Holy Saturday is a time for joining Jesus in dying to selfishness.

Sunday, 4/20/14

I have an old Korean story for symbolizing Easter. Just fifty years ago, during the spring of 1964, I was serving my tenth year as pastor of Yang Yang, a town of mud walls and thatched roofs.

We‘d had the worst winter ever, and with people running out of fire wood and rice, the winter hung on forever. It was good for the dealers who were boosting prices out of sight. 

Our church sat atop a steep hill overlooking the public school yard. Coming out from our 6:30 Mass every morning, I had made a habit of watching the struggles of a nine-year-old student with his book bag strapped to his back. While all the other kids plodded the path around our hill to the school, that little boy felt the need to climb up one side of our hill, then carefully step down the path on the other side. 

One morning, I was watching the kid making his quick passage across to the down path, when I was surprised to see him stop and hunker for a bit at the edge of our yard. He then went on his way, and I went in for breakfast.

Then, at ten o’clock I had another surprise. I happened to glance out at the mailman making his passage across our yard. When I saw him stop and bend down at the spot where the little boy had stopped I walked out. He was a friendly fellow, so I asked what had caught his attention.

Running the yard’s rim there were the frozen remains of what thr year before we had dug up for a flower bed. Standing next to the mailman, I looked down on a single green sprout. It was like a single spike of asparagus, and the mailman said, “Paikhwa gotchida.” Or, “It’s a paik-hwa flower.”

Going into the house, and looking paik-hwa  up in the dictionary, I found that it was a lily.

Then, through the day I saw one person after another stopping to look at the lily. They were not so much joyous over that single lily, as over the promise it gave that all of nature would come back to life.
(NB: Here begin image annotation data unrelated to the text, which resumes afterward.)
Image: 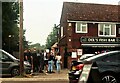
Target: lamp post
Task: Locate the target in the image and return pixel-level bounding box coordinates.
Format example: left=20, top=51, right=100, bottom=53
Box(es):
left=54, top=24, right=60, bottom=52
left=19, top=0, right=24, bottom=75
left=8, top=35, right=11, bottom=53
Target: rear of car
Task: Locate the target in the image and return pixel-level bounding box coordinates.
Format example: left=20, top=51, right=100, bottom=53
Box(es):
left=85, top=51, right=120, bottom=83
left=68, top=54, right=95, bottom=83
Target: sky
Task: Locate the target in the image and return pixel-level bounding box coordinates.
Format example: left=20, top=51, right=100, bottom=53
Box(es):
left=23, top=0, right=120, bottom=45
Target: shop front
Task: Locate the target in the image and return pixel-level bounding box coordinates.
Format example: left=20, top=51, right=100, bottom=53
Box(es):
left=80, top=37, right=120, bottom=53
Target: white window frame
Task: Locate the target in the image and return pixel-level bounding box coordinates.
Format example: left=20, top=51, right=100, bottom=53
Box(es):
left=76, top=22, right=88, bottom=33
left=98, top=23, right=116, bottom=37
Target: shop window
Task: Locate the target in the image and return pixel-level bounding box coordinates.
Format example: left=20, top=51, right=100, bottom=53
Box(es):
left=76, top=22, right=87, bottom=33
left=98, top=23, right=116, bottom=37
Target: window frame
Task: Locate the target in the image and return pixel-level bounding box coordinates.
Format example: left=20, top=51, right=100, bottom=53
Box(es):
left=98, top=23, right=116, bottom=37
left=75, top=22, right=88, bottom=33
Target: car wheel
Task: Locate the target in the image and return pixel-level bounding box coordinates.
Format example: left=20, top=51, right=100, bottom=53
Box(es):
left=11, top=67, right=20, bottom=77
left=102, top=75, right=118, bottom=83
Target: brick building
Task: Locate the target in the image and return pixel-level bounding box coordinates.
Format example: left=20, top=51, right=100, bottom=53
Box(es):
left=58, top=2, right=120, bottom=68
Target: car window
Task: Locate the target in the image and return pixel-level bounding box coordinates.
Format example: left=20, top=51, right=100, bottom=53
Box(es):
left=1, top=52, right=12, bottom=61
left=104, top=52, right=120, bottom=62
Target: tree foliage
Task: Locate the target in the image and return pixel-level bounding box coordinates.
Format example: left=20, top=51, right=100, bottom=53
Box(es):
left=2, top=2, right=28, bottom=53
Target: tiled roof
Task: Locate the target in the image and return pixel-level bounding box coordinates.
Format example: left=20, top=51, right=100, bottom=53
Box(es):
left=61, top=2, right=120, bottom=22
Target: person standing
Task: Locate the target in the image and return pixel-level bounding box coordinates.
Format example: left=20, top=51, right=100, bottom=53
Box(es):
left=44, top=51, right=48, bottom=72
left=37, top=50, right=44, bottom=73
left=56, top=53, right=61, bottom=73
left=32, top=50, right=39, bottom=72
left=48, top=53, right=54, bottom=73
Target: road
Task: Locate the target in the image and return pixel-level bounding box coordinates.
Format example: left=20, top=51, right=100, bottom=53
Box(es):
left=0, top=69, right=69, bottom=83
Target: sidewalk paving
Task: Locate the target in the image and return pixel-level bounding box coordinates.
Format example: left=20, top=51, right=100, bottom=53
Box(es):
left=0, top=69, right=68, bottom=81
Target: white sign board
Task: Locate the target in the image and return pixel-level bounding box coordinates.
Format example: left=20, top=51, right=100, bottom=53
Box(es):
left=72, top=52, right=77, bottom=58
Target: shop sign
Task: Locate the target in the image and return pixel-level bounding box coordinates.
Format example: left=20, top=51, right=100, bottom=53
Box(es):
left=81, top=37, right=120, bottom=44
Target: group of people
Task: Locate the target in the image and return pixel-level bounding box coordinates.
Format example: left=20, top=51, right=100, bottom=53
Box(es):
left=24, top=50, right=61, bottom=73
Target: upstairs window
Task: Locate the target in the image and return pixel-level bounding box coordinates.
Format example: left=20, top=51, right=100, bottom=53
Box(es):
left=76, top=22, right=87, bottom=33
left=98, top=23, right=116, bottom=37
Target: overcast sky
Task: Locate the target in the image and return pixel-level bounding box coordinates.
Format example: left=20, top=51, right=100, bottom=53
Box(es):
left=23, top=0, right=119, bottom=45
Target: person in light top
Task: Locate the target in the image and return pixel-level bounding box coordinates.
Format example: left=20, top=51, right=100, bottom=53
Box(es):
left=56, top=53, right=61, bottom=73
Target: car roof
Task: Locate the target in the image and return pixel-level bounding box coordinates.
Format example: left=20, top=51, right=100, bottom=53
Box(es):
left=85, top=51, right=120, bottom=61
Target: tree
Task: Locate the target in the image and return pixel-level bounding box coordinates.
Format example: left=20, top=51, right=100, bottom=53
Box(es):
left=2, top=2, right=19, bottom=53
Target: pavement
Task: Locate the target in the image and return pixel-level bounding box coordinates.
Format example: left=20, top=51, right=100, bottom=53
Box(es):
left=0, top=69, right=68, bottom=83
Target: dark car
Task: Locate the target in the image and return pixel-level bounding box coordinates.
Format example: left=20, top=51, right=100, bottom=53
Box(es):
left=0, top=49, right=31, bottom=76
left=68, top=51, right=120, bottom=83
left=68, top=54, right=95, bottom=83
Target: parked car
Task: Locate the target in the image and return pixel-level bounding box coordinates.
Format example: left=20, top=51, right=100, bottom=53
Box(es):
left=68, top=54, right=95, bottom=83
left=0, top=49, right=31, bottom=76
left=70, top=51, right=120, bottom=83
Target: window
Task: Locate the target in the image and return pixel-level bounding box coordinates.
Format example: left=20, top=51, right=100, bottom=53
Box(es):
left=98, top=23, right=116, bottom=37
left=76, top=22, right=87, bottom=33
left=104, top=52, right=120, bottom=62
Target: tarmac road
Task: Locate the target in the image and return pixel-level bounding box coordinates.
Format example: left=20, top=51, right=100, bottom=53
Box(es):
left=0, top=69, right=69, bottom=83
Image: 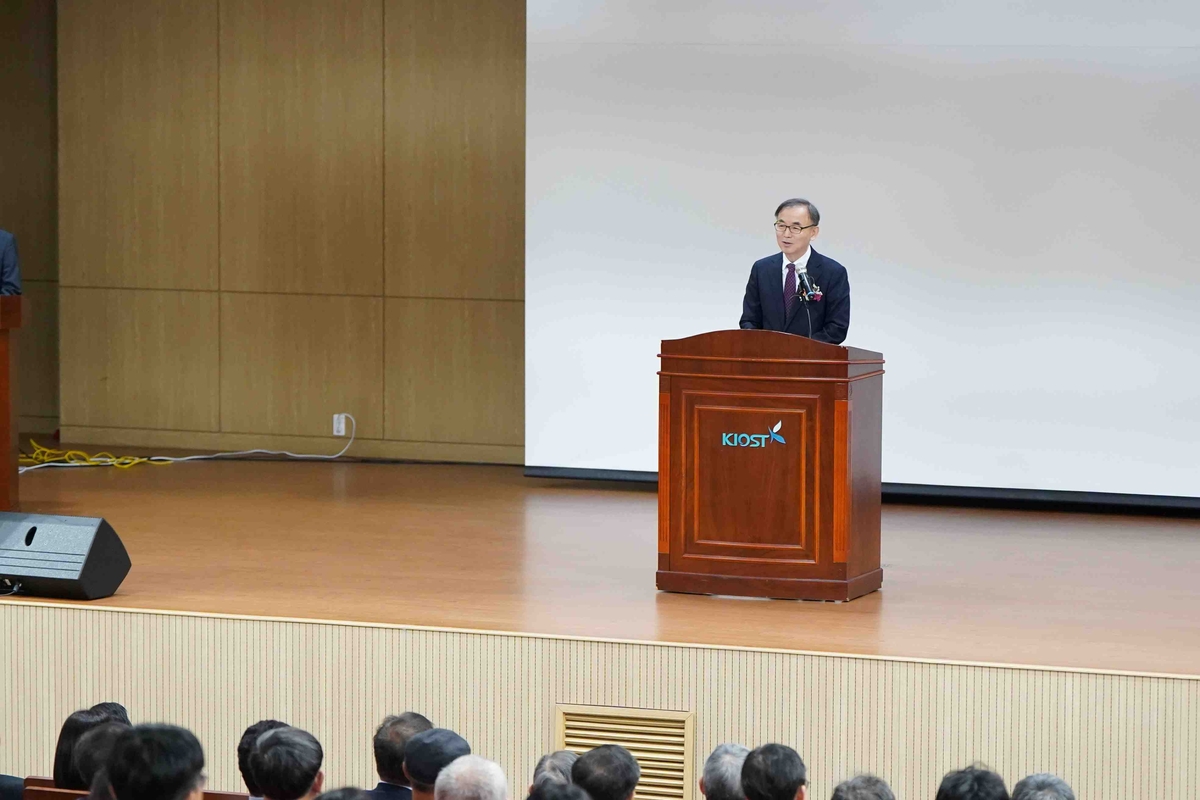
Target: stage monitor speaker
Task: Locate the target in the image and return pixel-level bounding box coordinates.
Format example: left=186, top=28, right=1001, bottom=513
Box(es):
left=0, top=512, right=130, bottom=600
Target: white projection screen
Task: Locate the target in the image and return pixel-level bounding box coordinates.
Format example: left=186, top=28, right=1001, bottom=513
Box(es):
left=526, top=0, right=1200, bottom=498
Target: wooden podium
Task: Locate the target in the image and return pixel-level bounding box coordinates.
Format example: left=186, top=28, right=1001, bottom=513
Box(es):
left=0, top=295, right=24, bottom=511
left=658, top=331, right=883, bottom=600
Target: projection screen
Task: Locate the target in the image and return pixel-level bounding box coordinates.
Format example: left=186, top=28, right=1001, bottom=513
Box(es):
left=526, top=0, right=1200, bottom=497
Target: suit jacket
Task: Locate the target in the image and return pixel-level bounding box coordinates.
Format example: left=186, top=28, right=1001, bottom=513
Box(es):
left=0, top=230, right=20, bottom=295
left=740, top=245, right=850, bottom=344
left=0, top=775, right=25, bottom=800
left=367, top=781, right=413, bottom=800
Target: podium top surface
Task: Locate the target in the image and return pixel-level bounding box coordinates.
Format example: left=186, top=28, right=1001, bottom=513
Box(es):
left=659, top=330, right=883, bottom=365
left=0, top=295, right=25, bottom=330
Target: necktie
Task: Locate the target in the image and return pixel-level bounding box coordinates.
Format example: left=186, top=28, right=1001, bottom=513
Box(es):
left=784, top=264, right=796, bottom=314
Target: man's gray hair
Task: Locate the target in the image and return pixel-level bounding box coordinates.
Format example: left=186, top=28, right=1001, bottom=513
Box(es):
left=1013, top=772, right=1075, bottom=800
left=830, top=775, right=896, bottom=800
left=433, top=756, right=509, bottom=800
left=533, top=750, right=580, bottom=787
left=704, top=742, right=750, bottom=800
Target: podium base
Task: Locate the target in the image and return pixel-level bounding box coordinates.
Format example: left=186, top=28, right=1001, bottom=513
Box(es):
left=655, top=570, right=883, bottom=600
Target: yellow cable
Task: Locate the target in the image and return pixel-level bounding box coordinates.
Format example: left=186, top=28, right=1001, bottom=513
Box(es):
left=20, top=439, right=170, bottom=469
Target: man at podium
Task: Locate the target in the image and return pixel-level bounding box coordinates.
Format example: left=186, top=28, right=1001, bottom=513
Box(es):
left=740, top=198, right=850, bottom=344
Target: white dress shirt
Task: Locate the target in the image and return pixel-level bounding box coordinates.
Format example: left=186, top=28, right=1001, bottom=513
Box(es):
left=784, top=247, right=812, bottom=291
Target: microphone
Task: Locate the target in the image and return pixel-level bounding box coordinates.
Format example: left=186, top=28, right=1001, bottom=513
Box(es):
left=797, top=264, right=824, bottom=302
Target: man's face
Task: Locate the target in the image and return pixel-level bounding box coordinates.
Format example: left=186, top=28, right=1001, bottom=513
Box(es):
left=775, top=205, right=821, bottom=261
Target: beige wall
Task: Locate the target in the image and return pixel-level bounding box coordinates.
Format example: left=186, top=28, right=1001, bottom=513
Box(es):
left=58, top=0, right=524, bottom=463
left=0, top=597, right=1200, bottom=800
left=0, top=0, right=59, bottom=433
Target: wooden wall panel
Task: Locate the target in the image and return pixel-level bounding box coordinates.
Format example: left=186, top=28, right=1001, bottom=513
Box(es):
left=0, top=604, right=1200, bottom=800
left=221, top=293, right=383, bottom=439
left=384, top=0, right=526, bottom=300
left=0, top=0, right=59, bottom=281
left=385, top=297, right=524, bottom=445
left=59, top=0, right=217, bottom=289
left=16, top=281, right=59, bottom=429
left=59, top=287, right=218, bottom=431
left=221, top=0, right=383, bottom=295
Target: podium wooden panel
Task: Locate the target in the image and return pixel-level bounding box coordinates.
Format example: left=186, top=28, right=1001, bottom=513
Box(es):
left=658, top=331, right=883, bottom=600
left=0, top=295, right=24, bottom=511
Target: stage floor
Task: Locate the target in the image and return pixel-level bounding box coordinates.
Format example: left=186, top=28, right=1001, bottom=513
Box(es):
left=11, top=462, right=1200, bottom=675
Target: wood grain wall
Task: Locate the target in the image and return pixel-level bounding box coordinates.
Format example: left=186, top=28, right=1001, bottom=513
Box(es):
left=0, top=0, right=59, bottom=433
left=58, top=0, right=524, bottom=463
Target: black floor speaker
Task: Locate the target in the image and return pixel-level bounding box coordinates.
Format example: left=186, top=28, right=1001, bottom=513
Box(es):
left=0, top=512, right=130, bottom=600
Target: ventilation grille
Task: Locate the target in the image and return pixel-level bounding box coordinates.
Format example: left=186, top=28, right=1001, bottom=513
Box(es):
left=556, top=705, right=695, bottom=800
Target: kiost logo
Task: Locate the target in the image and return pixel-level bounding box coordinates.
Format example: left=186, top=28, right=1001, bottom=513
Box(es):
left=721, top=420, right=787, bottom=447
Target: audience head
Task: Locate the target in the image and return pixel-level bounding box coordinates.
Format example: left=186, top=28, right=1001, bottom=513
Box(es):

Holy Saturday is a time for vowing to join Jesus in a death to sin. 


Saturday, 19/14

In Christianity’s first centuries their Holy Saturday rituals were centered n the baptismal pool. Where we today have the R.C.I.A. preparing candidates for the Sacrament of Baptism, the early Church had a highly structured catechumenate. While it was teaching candidates about Christianity, it was really focused on conditioning them to banish sinfulness from their lives.

Back then, while on Good Friday Christians prayed over the death of Jesus, on Saturday they focused on dying to sin with Jesus. They gathered around a pool which served both as a symbol of Christ’s grave and as their baptism pool. ( Holy Saturday was the only day in the year when they had adult baptisms.) 

Each of the candidates for Baptism had been trained to take to heart those words of St. Paul’s that said Jesus saved us by his death to sin. The baptism ceremony for each of them consisted of him or her accepting the pool as a symbol of Christ’s grave, and then stepping down into it as a way of swearing to join Christ in being dead to sin.

In early Christianity people not yet baptized were not allowed to view the Mass. Then, after their baptism late on Holy Saturday night, they went to the Easter Mass at dawn.  As they were passing from the baptistery, each was met by the bishop who anointed him or her with Chrism, telling the newly baptized Christian that the anointing was  asking God to take possession of the heart that had died to sin. (That was Confirmation.)

Those of us who are old Catholics should not feel that we have no part in the Holy Saturday rituals. Rather, the whole season of lent has been a time for us to renew our baptismal vows. With sincerity and generosity of heart each of us must reject Satan and all his works.

There are a few lines of poetry that might help you in picturing the struggle between God and sin for the control of your heart.  The great Anglican poet, Father George Herbert wrote these lines. 

Now, Lord, thou dost thyself immure and close 
In some one corner of a feeble heart,
Where yet both Sin and Satan, thy old foes 
Do pinch and straighten thee, and use much art 
to gain thy thirds and little part. 

We can only have a happy Easter if we have banished sin and Satan from our hearts.